I took those three facts about my Dad’s plane crash and I put them together like this:

What if that body belongs to someone else? What if Dad wasn’t in the crash at all? What if he was abducted by the UFOs? What if he isn’t dead, just missing?

Mum’s first reaction, I have to say, was very reasonable. She said “Okay. Let’s assume that there really was a UFO. What about the body in the plane? What about the luggage? No-one else was reported missing, just your father.”

Then she gave me a big hug and said “I understand sweetheart, you don’t want this to be true. Neither do I. It’s unthinkable, unbearable.”

Then she began slowly to cry, and it was me who had to comfort her.

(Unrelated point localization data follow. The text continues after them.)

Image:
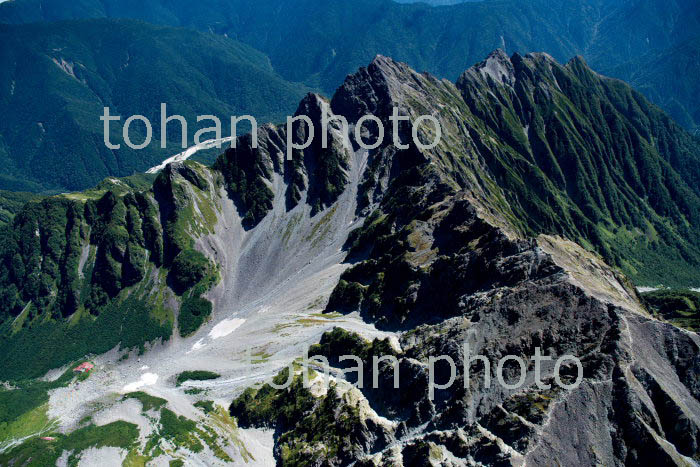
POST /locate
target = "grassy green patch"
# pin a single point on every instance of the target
(679, 306)
(148, 401)
(41, 452)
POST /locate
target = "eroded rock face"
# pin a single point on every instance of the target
(444, 259)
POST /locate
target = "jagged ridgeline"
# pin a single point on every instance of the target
(534, 146)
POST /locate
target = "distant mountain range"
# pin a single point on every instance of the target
(56, 79)
(649, 43)
(497, 237)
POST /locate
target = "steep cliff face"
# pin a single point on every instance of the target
(497, 237)
(447, 257)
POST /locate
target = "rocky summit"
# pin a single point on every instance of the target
(551, 191)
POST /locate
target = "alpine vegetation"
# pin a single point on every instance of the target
(326, 119)
(450, 292)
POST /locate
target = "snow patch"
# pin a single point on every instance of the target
(197, 345)
(147, 379)
(189, 152)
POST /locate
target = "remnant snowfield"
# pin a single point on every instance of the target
(225, 327)
(267, 306)
(147, 379)
(189, 152)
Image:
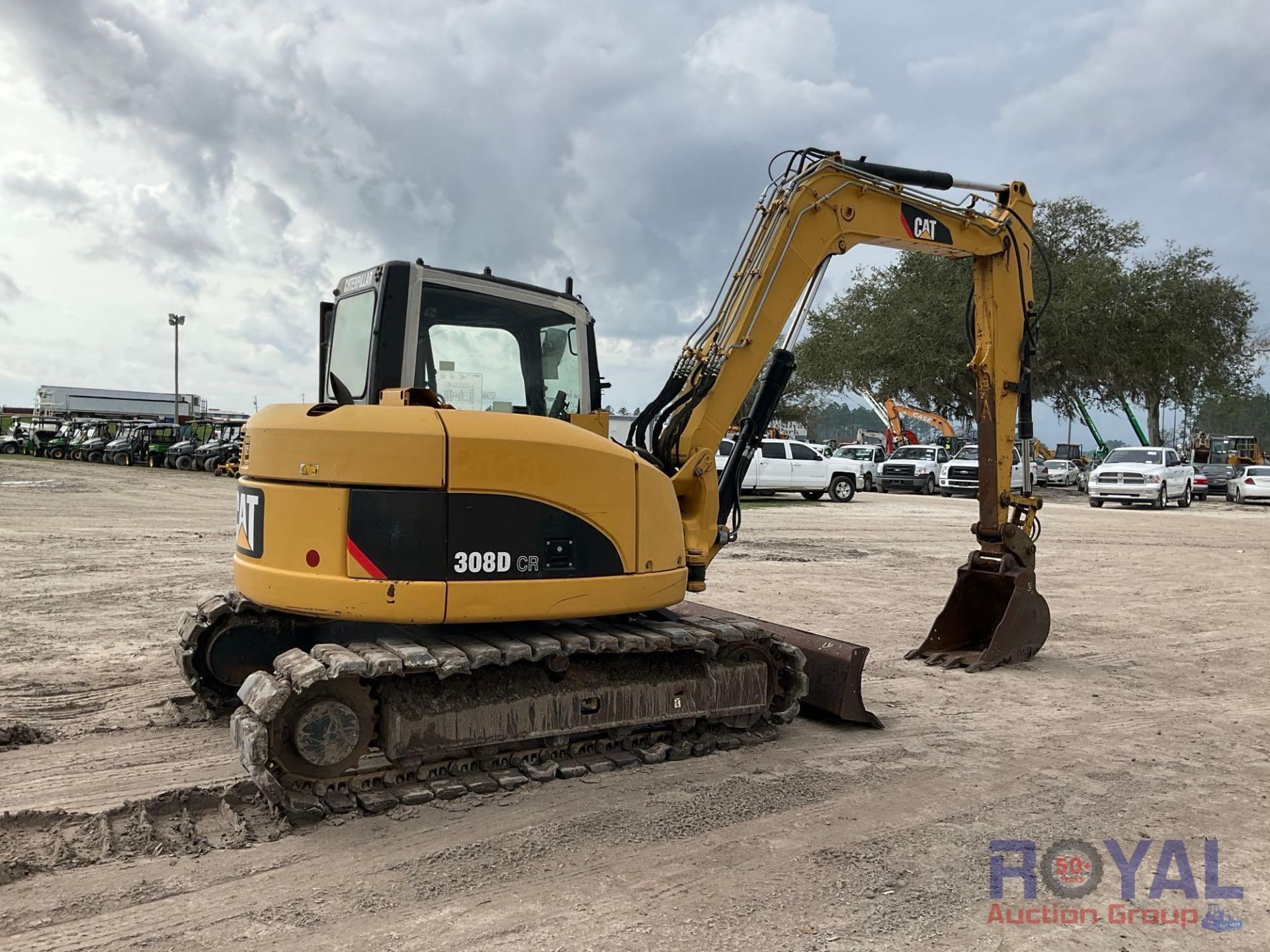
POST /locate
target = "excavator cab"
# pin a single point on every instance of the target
(474, 340)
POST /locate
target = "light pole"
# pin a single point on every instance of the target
(175, 321)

Which I can do, because now I’m not so sure that he’s dead.

2 comments:

  1. Anonymous5:50 pm

    Hey Josh. Notice you say on your profile that you’re from Oxford. Me too. Us UFO-philes should stick together. I saw a UFO once you know. It was at night, my Dad was driving me home after a party and there it was, for just a few seconds, hovering in a field. Dad said all he saw were the lights of an airplane. But he didn’t get a proper look cos he was driving. It hovered all right, then swung into the air and shot off. Planes don’t do that, at least, no plane I ever saw. If you say you think your Dad was abducted, then I believe you.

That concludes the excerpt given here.